Dolphins can also produce a variety of other whistles with different frequencies and patterns to send specific messages. These whistles serve purposes such as coordinating group activities, signalling distress, or expressing excitement. The complexity and diversity of dolphin whistles highlight the sophistication of their communication system.
Clicks and whistles
Collection of dolphin vocalisations
Social Significance of Sounds
Signature whistles are like personal names. They play a crucial role in the mother-calf relationship among bottlenose dolphins. As the calf grows, it develops its own unique signature whistle, which is believed to be influenced by the vocalizations of its mother. The calf’s signature whistle becomes a distinctive vocal pattern that allows the mother to locate and identify her calf in a group of dolphins. The mother’s ability to recognize and respond to her calf’s signature whistle is crucial for maintaining close contact and ensuring the calf’s safety.
The ability to produce a wide range of sounds plays a crucial role in the social structure and cohesion of bottlenose dolphin communities. Communication through clicks and whistles allows dolphins to coordinate activities, establish and maintain social bonds, and navigate their dynamic environment effectively.
Whether engaging in playful interactions, hunting for food, or navigating through the open ocean, the dolphins’ acoustic communication is a key component of their success as a highly social species.
Our oceans and seas are very noisy places and these noise levels continue to increase annually. This has negative implications for dolphin who live in an acoustic world. Anthropogenic noise can disturb dolphins and mask important dolphin vocalisations, such as mother-calf calls. Noises can also damage dolphins’ hearing. The hairs located in their inner ear are very sensitive to sound vibrations and strong sounds like the ones produced by some boats, wind turbines, drilling or sonar technologies can damage these hairs permanently, making dolphins deaf to certain sounds.
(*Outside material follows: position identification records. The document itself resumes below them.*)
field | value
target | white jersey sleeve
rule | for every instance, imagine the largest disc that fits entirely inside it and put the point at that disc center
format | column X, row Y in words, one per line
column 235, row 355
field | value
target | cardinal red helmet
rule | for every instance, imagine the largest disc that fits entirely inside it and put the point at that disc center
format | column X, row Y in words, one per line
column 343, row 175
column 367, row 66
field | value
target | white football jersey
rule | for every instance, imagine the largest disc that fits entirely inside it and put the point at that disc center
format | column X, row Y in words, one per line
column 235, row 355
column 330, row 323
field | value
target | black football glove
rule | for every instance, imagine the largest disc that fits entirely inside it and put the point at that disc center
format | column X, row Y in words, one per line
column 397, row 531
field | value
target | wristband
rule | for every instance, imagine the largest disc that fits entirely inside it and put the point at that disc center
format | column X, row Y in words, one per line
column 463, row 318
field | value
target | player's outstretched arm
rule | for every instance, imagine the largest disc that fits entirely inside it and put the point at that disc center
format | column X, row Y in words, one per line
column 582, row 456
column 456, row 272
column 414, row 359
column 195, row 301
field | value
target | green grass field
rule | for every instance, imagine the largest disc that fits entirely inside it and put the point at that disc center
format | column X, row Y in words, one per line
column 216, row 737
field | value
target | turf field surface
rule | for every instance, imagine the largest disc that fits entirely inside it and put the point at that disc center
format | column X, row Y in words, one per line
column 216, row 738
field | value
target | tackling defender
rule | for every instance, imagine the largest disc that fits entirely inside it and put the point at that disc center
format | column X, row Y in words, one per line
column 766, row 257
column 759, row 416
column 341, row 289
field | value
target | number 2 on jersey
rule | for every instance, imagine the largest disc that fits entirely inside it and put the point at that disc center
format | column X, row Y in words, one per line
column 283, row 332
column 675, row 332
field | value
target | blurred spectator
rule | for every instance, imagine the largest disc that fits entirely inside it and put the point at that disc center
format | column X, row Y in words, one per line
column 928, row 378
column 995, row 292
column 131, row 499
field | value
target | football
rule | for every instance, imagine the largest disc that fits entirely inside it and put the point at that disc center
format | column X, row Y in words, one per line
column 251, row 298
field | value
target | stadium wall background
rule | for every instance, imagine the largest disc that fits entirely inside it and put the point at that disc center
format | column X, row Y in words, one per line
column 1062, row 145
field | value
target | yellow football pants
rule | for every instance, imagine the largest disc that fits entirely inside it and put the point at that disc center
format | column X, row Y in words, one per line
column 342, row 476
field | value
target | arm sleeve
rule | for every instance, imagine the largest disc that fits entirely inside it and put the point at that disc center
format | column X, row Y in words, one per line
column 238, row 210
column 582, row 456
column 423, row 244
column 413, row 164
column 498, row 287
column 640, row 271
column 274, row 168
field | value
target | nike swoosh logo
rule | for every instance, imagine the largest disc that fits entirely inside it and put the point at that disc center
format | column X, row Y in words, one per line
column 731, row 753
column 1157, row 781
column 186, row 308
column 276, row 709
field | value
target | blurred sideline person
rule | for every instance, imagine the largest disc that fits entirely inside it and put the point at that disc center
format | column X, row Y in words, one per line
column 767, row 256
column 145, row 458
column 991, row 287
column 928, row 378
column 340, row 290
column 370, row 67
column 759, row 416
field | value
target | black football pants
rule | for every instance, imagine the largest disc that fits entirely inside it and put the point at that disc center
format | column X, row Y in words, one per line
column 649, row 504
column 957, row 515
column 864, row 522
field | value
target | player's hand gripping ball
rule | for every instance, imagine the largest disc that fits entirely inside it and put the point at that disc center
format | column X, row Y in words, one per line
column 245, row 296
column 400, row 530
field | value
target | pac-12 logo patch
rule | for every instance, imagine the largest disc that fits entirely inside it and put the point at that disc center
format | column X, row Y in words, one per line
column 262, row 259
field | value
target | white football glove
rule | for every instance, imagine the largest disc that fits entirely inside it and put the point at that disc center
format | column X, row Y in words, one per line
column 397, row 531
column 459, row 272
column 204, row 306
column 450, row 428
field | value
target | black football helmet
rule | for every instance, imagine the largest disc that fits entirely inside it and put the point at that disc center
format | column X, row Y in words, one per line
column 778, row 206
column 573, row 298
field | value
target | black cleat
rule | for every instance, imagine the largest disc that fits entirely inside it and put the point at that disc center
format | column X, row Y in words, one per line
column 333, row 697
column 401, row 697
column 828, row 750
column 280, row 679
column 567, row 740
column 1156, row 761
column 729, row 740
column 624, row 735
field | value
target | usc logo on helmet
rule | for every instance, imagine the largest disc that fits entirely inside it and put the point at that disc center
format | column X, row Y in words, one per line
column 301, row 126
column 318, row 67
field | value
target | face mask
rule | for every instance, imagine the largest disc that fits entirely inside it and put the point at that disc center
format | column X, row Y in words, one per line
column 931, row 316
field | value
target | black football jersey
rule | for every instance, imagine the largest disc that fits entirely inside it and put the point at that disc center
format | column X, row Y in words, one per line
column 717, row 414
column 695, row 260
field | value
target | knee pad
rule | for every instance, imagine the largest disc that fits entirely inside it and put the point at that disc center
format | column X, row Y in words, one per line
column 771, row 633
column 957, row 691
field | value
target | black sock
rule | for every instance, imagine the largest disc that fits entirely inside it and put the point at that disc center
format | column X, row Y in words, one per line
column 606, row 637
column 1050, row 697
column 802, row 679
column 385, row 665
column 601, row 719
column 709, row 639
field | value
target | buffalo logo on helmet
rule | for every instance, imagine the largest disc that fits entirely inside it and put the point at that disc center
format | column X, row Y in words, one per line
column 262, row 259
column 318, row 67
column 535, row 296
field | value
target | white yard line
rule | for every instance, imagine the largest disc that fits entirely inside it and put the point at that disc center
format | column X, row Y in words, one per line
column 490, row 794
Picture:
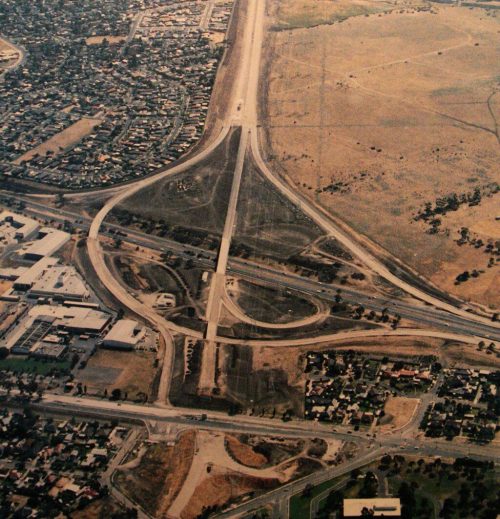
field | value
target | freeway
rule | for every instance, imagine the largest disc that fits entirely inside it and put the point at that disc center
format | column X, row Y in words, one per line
column 416, row 311
column 218, row 420
column 371, row 446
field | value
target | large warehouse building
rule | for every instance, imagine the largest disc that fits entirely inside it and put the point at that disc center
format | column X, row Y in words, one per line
column 124, row 335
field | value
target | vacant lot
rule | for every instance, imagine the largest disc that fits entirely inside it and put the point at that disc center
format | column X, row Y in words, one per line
column 398, row 412
column 377, row 115
column 161, row 472
column 294, row 14
column 195, row 199
column 97, row 40
column 272, row 306
column 244, row 454
column 131, row 371
column 63, row 140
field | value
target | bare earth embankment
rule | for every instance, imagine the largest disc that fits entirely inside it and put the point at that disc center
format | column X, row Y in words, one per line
column 393, row 108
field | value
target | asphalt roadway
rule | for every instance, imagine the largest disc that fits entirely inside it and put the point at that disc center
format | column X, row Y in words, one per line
column 418, row 312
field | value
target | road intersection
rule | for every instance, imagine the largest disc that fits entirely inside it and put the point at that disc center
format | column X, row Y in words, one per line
column 437, row 317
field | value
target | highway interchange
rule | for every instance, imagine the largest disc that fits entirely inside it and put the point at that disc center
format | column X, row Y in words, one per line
column 436, row 318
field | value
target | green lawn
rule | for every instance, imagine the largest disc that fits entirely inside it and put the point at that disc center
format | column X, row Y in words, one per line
column 27, row 365
column 300, row 506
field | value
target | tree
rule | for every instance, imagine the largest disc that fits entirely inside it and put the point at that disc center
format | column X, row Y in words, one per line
column 307, row 492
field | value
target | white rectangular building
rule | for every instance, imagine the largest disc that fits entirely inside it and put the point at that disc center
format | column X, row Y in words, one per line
column 125, row 334
column 16, row 227
column 373, row 507
column 49, row 241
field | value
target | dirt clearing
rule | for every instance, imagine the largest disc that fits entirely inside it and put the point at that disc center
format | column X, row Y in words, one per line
column 398, row 412
column 244, row 454
column 63, row 140
column 131, row 371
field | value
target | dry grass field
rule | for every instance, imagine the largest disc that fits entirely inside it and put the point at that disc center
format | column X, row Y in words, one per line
column 131, row 371
column 161, row 472
column 398, row 412
column 68, row 137
column 375, row 115
column 244, row 454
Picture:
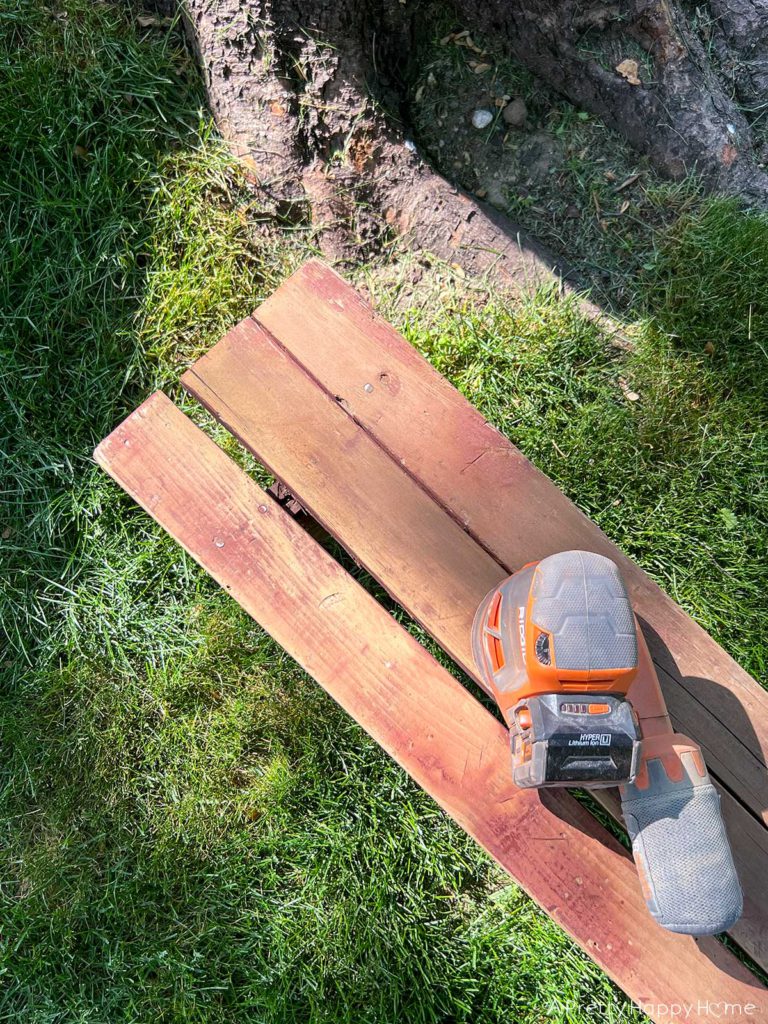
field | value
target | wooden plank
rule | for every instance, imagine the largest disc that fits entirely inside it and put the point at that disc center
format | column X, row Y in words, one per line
column 413, row 547
column 512, row 509
column 348, row 482
column 415, row 710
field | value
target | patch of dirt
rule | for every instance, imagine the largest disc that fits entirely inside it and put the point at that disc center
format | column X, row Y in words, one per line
column 556, row 171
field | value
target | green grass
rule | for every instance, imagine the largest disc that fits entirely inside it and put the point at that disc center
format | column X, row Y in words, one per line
column 190, row 829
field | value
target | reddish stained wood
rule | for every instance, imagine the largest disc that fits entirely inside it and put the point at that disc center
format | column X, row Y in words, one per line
column 414, row 548
column 435, row 569
column 513, row 510
column 414, row 709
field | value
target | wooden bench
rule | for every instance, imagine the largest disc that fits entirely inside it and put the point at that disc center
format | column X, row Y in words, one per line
column 438, row 506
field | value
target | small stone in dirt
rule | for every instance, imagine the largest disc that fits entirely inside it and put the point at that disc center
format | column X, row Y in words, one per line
column 481, row 119
column 515, row 113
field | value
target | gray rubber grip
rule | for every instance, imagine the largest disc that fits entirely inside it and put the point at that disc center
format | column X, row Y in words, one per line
column 682, row 851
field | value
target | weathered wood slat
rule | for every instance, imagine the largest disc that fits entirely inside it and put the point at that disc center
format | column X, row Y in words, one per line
column 413, row 547
column 509, row 506
column 414, row 709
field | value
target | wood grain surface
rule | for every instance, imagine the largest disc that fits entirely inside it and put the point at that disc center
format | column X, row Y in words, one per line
column 415, row 710
column 512, row 509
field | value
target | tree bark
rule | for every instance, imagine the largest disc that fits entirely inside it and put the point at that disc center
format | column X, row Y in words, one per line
column 299, row 86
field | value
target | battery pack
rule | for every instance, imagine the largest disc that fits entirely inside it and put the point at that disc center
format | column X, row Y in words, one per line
column 573, row 739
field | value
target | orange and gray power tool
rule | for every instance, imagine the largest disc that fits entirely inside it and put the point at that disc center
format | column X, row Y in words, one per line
column 558, row 647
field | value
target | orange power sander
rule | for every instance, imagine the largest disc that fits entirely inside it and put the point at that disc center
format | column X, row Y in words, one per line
column 558, row 647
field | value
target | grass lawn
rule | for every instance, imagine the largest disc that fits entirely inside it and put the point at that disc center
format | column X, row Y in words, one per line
column 190, row 829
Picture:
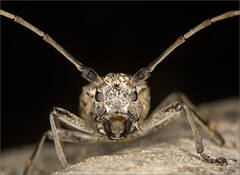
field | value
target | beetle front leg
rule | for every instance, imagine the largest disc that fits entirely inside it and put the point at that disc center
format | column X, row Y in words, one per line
column 84, row 134
column 175, row 106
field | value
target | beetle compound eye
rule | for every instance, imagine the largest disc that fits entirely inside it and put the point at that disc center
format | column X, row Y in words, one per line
column 99, row 96
column 134, row 96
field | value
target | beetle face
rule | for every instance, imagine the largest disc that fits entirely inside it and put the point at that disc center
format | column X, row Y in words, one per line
column 117, row 106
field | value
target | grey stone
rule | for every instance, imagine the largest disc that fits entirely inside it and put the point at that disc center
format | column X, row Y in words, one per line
column 171, row 150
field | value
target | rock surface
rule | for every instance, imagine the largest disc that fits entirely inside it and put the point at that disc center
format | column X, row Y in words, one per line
column 171, row 150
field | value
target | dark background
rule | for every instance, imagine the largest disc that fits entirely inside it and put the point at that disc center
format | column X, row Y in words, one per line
column 109, row 37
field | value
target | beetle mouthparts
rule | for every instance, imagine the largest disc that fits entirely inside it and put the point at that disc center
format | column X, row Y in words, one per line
column 117, row 127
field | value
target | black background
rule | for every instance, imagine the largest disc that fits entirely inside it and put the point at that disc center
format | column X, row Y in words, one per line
column 109, row 37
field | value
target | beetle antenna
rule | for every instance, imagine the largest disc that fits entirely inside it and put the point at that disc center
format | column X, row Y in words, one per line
column 87, row 73
column 145, row 72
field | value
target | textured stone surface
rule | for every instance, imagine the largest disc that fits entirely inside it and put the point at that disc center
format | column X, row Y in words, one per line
column 169, row 151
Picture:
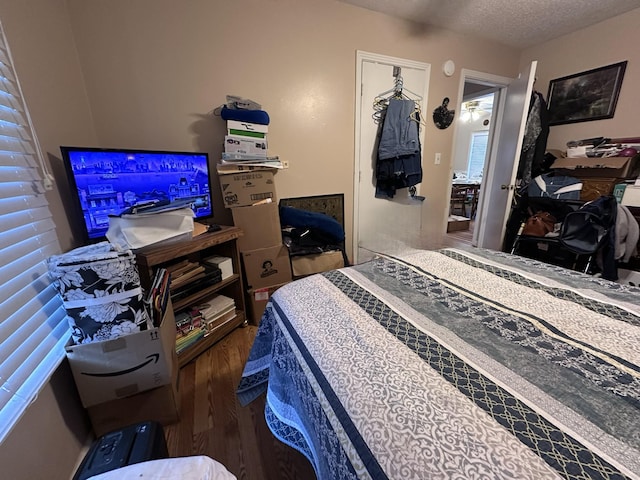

How Scientists Study Dolphin Sounds?
Scientist use a range of acoustic methods to study dolphin’s sounds. Since 2001, we have used static underwater microphones called hydrophones and click detectors (PODs) in key locations throughout the estuary to gain a much better understanding of how dolphin use the Shannon estuary.
We have accumulated over 10,000 days of acoustic monitoring data from at least 12 different sites. This has shown that the Shannon dolphins regularly travel up river to feed, mostly off Foynes and Aughinish, Co Limerick and even up to Shannon Airport. These datasets provide us with useful information such as asses the effects of tidal cycles and phases on their behaviour and the variations between day and night.